Ada 3 Faktor Utama Retaknya Koalisi Politik Jelang Pilpres

Ketiga, karena belum terjadinya kesepakatan-kesepakatan pragmatis diantara mereka terkait siapa cawapres dan sharing kekuasaanya. Semua koalisi sampai saat ini belum ada satupun Capresnya punya Cawapres.

Oleh: Ubedilah Badrun, Analis Sosial Politik Universitas Negeri Jakarta (UNJ)

HIRUK-pikuk dinamika politik perubahan koalisi dalam mendukung Capres-Cawapres kerap terjadi dalam beberapa bulan terakhir. Di antaranya Koalisi Indonesia Bersatu (KIB), Koalisi Kebangkitan Indonesia Raya (KIR), Koalisi PDIP-PPP (belum punya nama koalisi), dan terakhir terjadi di Koalisi Perubahan untuk Persatuan (KPP).

KIB yang digawangi Golkar, PAN dan PPP bubar setelah PPP mendukung Ganjar Pranowo yang di deklarasikan PDIP. KIR yang digawangi Gerindra dan PKB akhirnya bubar setelah Golkar dan PAN bergabung, kemudian berubah menjadi Koalisi Indonesia Maju (KIM).

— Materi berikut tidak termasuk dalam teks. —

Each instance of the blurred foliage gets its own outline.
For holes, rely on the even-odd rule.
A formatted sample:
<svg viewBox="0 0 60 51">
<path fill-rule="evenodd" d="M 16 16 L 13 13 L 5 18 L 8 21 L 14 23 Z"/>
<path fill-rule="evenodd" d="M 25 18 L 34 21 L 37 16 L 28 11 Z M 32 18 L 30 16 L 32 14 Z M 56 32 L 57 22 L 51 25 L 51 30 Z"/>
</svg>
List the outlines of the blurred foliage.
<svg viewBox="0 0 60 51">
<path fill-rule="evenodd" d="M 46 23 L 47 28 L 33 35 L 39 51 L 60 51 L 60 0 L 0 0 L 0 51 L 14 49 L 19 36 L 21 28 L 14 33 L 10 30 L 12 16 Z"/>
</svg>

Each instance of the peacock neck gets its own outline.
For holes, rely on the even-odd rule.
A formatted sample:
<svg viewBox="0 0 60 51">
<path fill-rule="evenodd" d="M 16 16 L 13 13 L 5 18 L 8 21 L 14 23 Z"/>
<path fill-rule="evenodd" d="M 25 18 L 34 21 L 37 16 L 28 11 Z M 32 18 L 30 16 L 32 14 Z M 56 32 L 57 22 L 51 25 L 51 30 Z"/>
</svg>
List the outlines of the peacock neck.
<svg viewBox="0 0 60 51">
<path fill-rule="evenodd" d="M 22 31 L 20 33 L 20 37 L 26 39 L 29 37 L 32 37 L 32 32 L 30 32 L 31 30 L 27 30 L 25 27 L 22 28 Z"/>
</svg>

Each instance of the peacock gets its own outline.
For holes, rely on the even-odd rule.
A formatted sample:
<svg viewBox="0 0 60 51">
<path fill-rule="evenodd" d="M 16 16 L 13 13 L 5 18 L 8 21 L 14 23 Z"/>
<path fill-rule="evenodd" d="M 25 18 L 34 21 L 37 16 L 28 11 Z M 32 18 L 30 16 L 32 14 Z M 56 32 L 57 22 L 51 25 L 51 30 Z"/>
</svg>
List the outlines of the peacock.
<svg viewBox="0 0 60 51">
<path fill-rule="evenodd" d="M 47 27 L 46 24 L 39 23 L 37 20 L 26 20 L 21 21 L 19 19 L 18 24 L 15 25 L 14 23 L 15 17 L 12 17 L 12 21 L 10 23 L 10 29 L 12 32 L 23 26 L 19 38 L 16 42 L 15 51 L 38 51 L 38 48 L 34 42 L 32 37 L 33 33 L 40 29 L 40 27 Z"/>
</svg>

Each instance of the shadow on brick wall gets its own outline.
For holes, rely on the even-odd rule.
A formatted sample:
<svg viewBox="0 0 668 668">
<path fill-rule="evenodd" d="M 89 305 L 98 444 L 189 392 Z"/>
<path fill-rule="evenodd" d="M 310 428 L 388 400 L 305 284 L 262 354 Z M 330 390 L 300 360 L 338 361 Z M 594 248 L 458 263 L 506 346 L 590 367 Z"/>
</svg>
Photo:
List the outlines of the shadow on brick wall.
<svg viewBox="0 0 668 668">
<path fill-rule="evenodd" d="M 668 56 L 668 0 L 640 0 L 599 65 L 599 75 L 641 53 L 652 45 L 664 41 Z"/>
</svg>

Koalisi PDIP-PPP bergejolak karena belum ada kepastian persetujuan cawapresnya Sandiaga Uno dari PPP atau siapa. KPP yang digawangi Nasdem, Demokrat, dan PKS bergejolak setelah PKB bergabung dan Ketua umumnya Muhaimin Iskandar dicalonkan jadi Cawapresnya Anies Baswedan.

Mengapa terjadi fenomena bubar dan bergejolaknya koalisi politik di Indonesia?

Setidaknya ada tiga faktor utama yang menyebabkan bubar dan bergejolaknya koalisi politik capres-cawapres.

Pertama, karena tidak ada satupun koalisi yang dibentuk karena kesamaan pandangan ideologis, tetapi lebih terlihat koalisi terjadi karena kepentingan pragmatis kekuasaan sehingga sangat rapuh dam rentan bubar.

Kedua, karena tidak efektifnya komunikasi politik antar elit partai disebabkan ego dan problem beban persoalan di antara mereka.

Ketiga, karena belum terjadinya kesepakatan-kesepakatan pragmatis diantara mereka terkait siapa cawapres dan sharing kekuasaanya. Semua koalisi sampai saat ini belum ada satupun Capresnya punya Cawapres.

Setidaknya tiga faktor utama itulah yang menyebabkan sebuah koalisi politik capres-cawapres bergejolak dan bahkan bubar, jadi sesungguhnya bukan karena soal hianat menghianati. (*)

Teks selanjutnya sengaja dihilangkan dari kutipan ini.